突如ルクスと美月を襲った犯人は、超危険人物である、死神・ブラッドレインだった。

好戦的なブラッドレインが暴れまわる中、

ルクスの先達たる桜木、里村、永江、進藤の四人は、滝宮のみんなを守るためにブラッドレインの撃退に臨む。

「じゃあ、次はどいつだ?」

不敵に笑いながら僕達を見据える死神が、ゆっくりと上段に大剣を構えなおす。

天の構え。剣道でもよく用いられるオーソドックスな構えだ。

だが剣道のそれとは比べるまでもなく迫力があり、少しでも隙を見せれば一瞬で頭ごと真っ二つにされそうだ。

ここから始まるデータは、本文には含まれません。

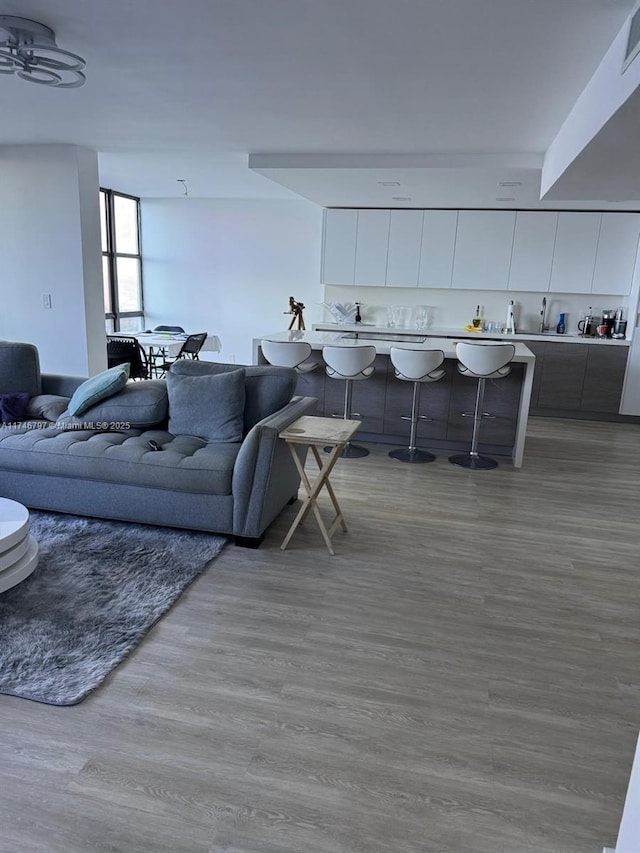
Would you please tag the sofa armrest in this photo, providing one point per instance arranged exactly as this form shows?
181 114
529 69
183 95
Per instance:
265 477
61 386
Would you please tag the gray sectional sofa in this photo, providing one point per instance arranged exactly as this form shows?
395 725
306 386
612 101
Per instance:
103 462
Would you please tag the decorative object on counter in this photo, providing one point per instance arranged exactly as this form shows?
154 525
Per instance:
481 362
416 366
587 326
341 313
543 316
619 326
296 308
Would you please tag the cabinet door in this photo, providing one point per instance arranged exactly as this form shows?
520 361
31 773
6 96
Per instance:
405 235
533 241
603 378
438 245
537 348
574 255
371 247
562 376
339 255
483 249
616 253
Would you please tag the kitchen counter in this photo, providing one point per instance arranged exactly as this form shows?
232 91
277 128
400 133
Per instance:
443 332
382 397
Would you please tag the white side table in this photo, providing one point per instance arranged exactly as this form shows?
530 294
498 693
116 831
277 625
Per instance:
318 432
18 550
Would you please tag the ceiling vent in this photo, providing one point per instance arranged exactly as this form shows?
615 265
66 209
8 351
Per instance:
633 40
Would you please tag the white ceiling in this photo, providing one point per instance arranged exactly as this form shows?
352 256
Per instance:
447 97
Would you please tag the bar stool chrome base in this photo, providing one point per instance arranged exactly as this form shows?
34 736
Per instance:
351 451
473 461
406 454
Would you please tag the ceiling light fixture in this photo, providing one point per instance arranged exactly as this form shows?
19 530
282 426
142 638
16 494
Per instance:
29 50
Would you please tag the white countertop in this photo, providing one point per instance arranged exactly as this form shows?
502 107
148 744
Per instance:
318 339
435 332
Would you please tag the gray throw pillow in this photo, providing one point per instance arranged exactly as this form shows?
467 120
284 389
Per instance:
209 407
139 405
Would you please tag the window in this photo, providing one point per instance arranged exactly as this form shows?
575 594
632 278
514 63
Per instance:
121 261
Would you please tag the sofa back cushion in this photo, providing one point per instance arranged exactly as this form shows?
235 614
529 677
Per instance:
210 406
267 388
139 405
19 368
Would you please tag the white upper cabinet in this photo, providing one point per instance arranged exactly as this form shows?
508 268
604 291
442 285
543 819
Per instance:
574 255
532 253
483 249
527 251
339 256
438 246
372 243
616 253
405 237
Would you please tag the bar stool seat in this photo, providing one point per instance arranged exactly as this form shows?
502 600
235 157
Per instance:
288 354
481 362
351 363
417 366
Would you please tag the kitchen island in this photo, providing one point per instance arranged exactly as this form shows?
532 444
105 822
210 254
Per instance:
384 401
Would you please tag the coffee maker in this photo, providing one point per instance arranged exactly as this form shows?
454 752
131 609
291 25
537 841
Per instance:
609 321
619 326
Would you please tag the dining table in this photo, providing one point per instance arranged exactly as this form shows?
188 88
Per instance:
161 346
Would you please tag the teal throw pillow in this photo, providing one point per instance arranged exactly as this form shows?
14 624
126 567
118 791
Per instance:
98 388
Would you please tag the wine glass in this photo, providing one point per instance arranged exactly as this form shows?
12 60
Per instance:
421 317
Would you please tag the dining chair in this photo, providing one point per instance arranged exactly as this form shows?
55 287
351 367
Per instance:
125 348
189 349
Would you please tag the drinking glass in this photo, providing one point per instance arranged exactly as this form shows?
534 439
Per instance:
421 317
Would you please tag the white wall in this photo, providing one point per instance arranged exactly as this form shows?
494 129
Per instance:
602 97
452 309
228 266
50 243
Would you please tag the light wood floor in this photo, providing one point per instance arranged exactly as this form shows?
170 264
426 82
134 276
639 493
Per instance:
462 677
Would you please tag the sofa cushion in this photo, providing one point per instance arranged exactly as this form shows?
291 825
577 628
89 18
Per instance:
13 407
267 388
138 404
185 464
209 406
98 388
47 407
19 368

月の光がその禍々しさを一層際立たせ、月光に反射する血刃の光が僕たちを照らす。

風は静かな空間に唯一音をもたらすものとなり、平等に僕らの体を打つ。

先輩たちや天野さん、進藤先生ですらその緊張から一歩も動けない。

ただ時間だけがゆっくりと流れ、風の音が耳をすませるまでもなくはっきりと聞こえるほど静かな校庭に、


「決ィめた」


ついに、土煙が舞い上がった。


「まずは手前ェだああアアアアアアア!!!」

咆哮とともに里村先輩の方へ猛スピードで駆け出す死神。

間一髪で大地を砕く凶刃を背後へ流し、反撃とばかりに青色の矢を乱れ打つ。

それが開戦の合図となり、悠が炎を生み、先生が刀を抜き、永江先輩が腰の二つのポーチから機械の足を作動させる。

「永江、最大火力で一撃で仕留める!桜木は俺と里村であいつを出来る限り抑え込む!いいな!?」

「「了解!!」」

一気に先生と悠が駆け出し死神の側に張り付く。

永江先輩はその場で背中のリュックから何本も機械の腕を作動させた。

腕の先にはレンズのようなものがついてあり、その照準は虚空に向けられている。

「一撃で仕留めろ、だなんて無茶言うッスねえ・・・どんだけ時間かかると思ってるんスか」

そうぼやいてはいるが、その表情は固くひたすら死神の方を見ている。

ブラッドレインは大剣をまるで軽い棒切れでも振り回すかのように自由に操りながらも、悠達の攻撃をほぼ完全に防いでいる。

その上その防御動作全ての合間に繰り出される、大剣の振り下ろし、蛇鎖の貫き、そしてその両手両足から繰り出される体術一つ一つが、全て必殺の威力を持っているのが遠目でも分かる。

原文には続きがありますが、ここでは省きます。